The Story
Why it exists.
The beginning
Raymond Matts and Ron Winnegrad designed Simply Clinique in 2004 around three equally weighted principles: clarity, comfort, and intimacy. Not the typical perfumery brief, no narrative arc, no hero ingredient screaming for attention. Just three ideas, held in balance. The result is a fragrance that refuses to announce itself. Melon and white flowers handle the clarity. Soy milk handles the comfort. Woody notes, vanilla, and white musk handle intimacy. Each layer present, none overpowering. The melon note is fresh without being sharp, almost dewy in its presentation. White flowers add a luminous quality that keeps the top notes from feeling too green.

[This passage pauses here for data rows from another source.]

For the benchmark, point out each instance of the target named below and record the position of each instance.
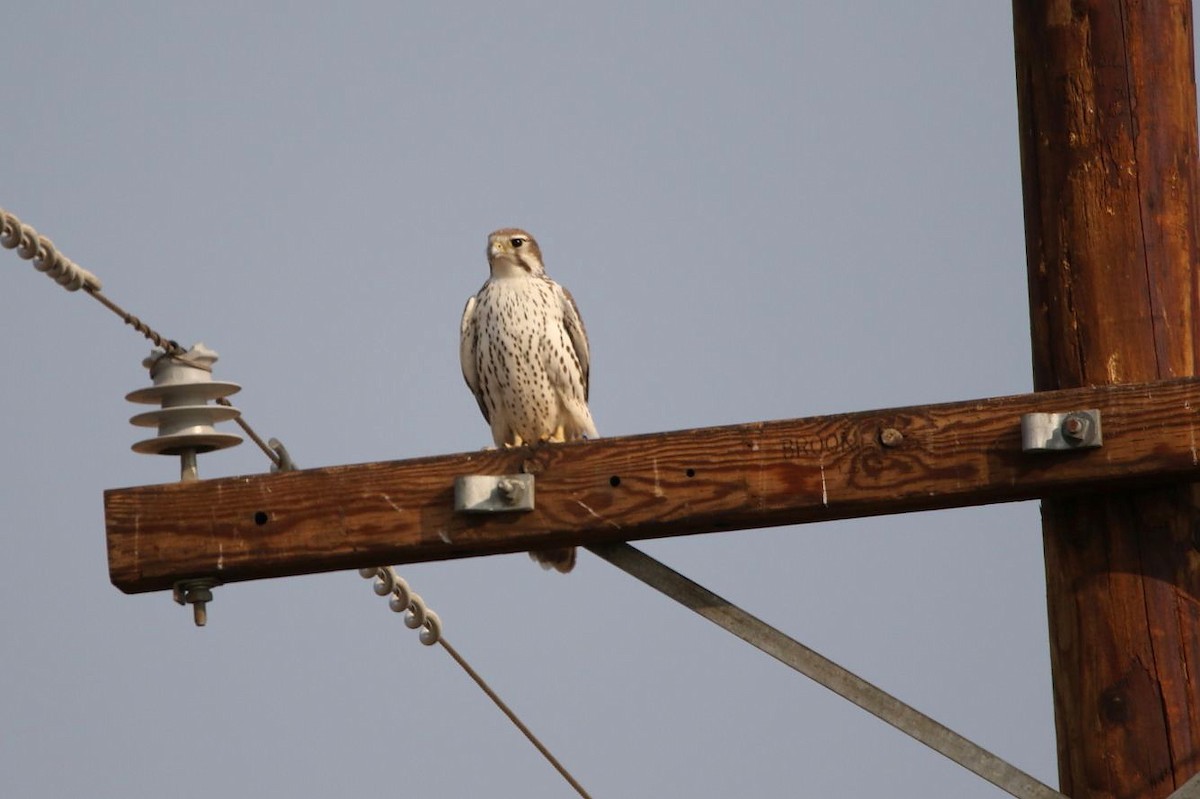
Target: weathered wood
(643, 486)
(1108, 121)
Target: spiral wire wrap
(403, 600)
(34, 246)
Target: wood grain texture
(643, 486)
(1108, 121)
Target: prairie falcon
(525, 356)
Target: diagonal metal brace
(815, 666)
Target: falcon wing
(468, 342)
(579, 335)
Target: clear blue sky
(783, 209)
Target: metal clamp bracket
(1072, 430)
(493, 493)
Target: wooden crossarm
(631, 487)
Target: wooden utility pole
(1108, 126)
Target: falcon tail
(558, 559)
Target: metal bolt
(509, 491)
(1074, 427)
(197, 593)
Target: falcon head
(513, 252)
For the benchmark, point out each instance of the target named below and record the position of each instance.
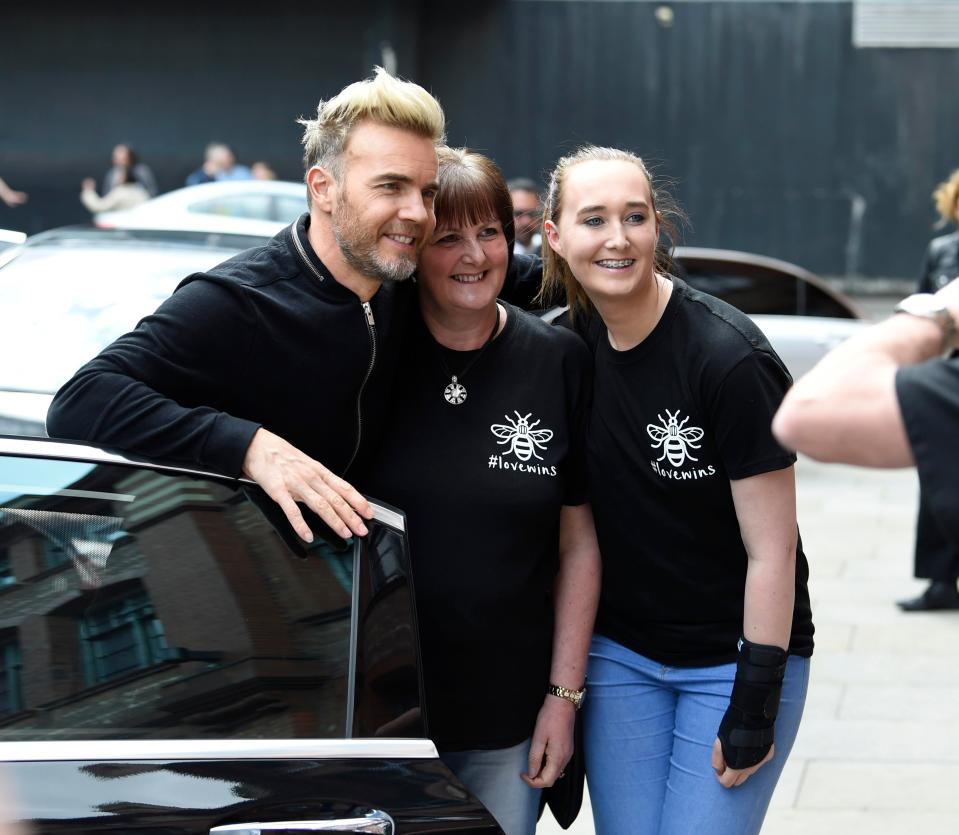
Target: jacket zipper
(371, 327)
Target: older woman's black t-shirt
(482, 484)
(673, 421)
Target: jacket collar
(303, 253)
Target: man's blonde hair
(383, 99)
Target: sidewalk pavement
(878, 749)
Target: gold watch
(574, 696)
(927, 306)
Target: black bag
(565, 796)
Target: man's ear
(322, 188)
(552, 237)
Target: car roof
(692, 254)
(209, 191)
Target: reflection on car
(173, 659)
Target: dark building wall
(779, 136)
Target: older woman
(704, 617)
(486, 455)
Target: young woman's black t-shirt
(673, 421)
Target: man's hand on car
(289, 476)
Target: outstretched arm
(846, 408)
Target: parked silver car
(250, 207)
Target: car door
(174, 660)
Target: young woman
(704, 616)
(485, 453)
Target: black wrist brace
(746, 732)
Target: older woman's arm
(766, 510)
(846, 408)
(576, 599)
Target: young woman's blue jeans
(494, 778)
(649, 734)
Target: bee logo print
(675, 438)
(522, 436)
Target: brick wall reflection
(254, 641)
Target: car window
(141, 603)
(288, 209)
(252, 206)
(756, 289)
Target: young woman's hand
(730, 777)
(552, 744)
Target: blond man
(282, 357)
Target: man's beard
(359, 247)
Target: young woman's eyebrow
(632, 204)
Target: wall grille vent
(911, 24)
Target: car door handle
(375, 821)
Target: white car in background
(68, 293)
(248, 207)
(801, 316)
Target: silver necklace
(455, 392)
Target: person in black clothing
(889, 397)
(282, 357)
(485, 452)
(936, 558)
(700, 660)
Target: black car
(173, 659)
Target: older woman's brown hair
(471, 190)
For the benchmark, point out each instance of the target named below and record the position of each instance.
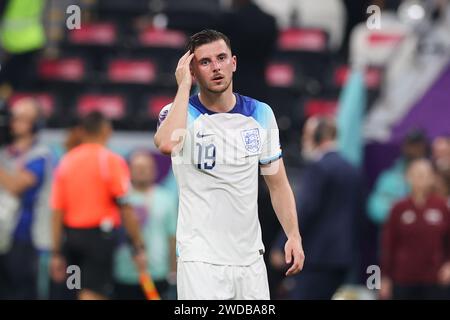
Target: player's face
(213, 66)
(421, 176)
(23, 116)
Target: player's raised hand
(294, 254)
(183, 71)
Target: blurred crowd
(407, 205)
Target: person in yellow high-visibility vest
(22, 34)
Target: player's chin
(218, 88)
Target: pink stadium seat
(131, 71)
(320, 107)
(372, 76)
(103, 33)
(384, 39)
(302, 40)
(112, 106)
(46, 100)
(152, 37)
(280, 75)
(66, 69)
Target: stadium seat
(45, 99)
(296, 39)
(96, 34)
(132, 71)
(156, 103)
(112, 106)
(375, 47)
(372, 76)
(63, 69)
(320, 107)
(327, 15)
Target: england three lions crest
(251, 139)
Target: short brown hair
(206, 36)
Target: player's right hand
(183, 71)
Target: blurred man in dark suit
(330, 201)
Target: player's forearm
(283, 203)
(171, 131)
(57, 229)
(131, 225)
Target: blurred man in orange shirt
(89, 202)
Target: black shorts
(92, 250)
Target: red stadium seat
(152, 37)
(112, 106)
(378, 38)
(103, 33)
(156, 103)
(132, 71)
(65, 69)
(46, 100)
(302, 40)
(320, 107)
(372, 76)
(280, 75)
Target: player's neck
(218, 102)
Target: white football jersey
(217, 175)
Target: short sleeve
(37, 168)
(163, 114)
(271, 148)
(57, 195)
(119, 177)
(171, 215)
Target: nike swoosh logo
(199, 135)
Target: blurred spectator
(25, 168)
(328, 15)
(157, 214)
(415, 255)
(329, 204)
(22, 35)
(441, 159)
(253, 34)
(391, 185)
(89, 192)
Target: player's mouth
(218, 78)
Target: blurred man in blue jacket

The soybean and soy milk accord is what makes this work unusual. In perfumery, lactonic notes (think coconut, peach skin, creamy florals) usually lean sweet, even desserts. Here, Matts and Winnegrad treated the soy milk as something cooler, the comfort of warm milk without the sugar. White flowers add clarity that keeps the soy milk from becoming too heavy. Vanilla and white musk follow, but softly. No dramatic drydown reveal. The composition simply arrives at warmth and stays there. It's not trying to reinvent anything. It's trying to get the balance right, and largely succeeds.
The evolution
The opening is clean and slightly ozonic, melon and white flowers brightening the top notes without any sharpness. Thirty minutes in, the soy milk note arrives and changes the register entirely. Cool becomes warm. Bright becomes soft. The white flowers don't disappear, they float above the milk like something barely there. The vanilla and white musk arrive around the second hour and stay. The overall effect is intimate rather than performative, the kind of fragrance that develops close to the skin. The soy milk stays. That's the tell. Not a fragrance that performs, one that settles. It's the kind of scent you wear for yourself, where the evolution matters more than the statement.
Cultural impact
Simply Clinique occupies an unusual position: a fragrance discontinued years ago that still has devoted wearers tracking it down. The soy milk and soybean accord is polarizing in the best way, people who love it describe it as unique and comforting, while others find it unusual to the point of being off-putting. That divide is part of its story. It was never a mass-appeal fragrance. The scent works quietly, its soy milk note providing a creamy counterpoint to the bright melon and white flowers in the opening, settling into something that feels both modern and understated.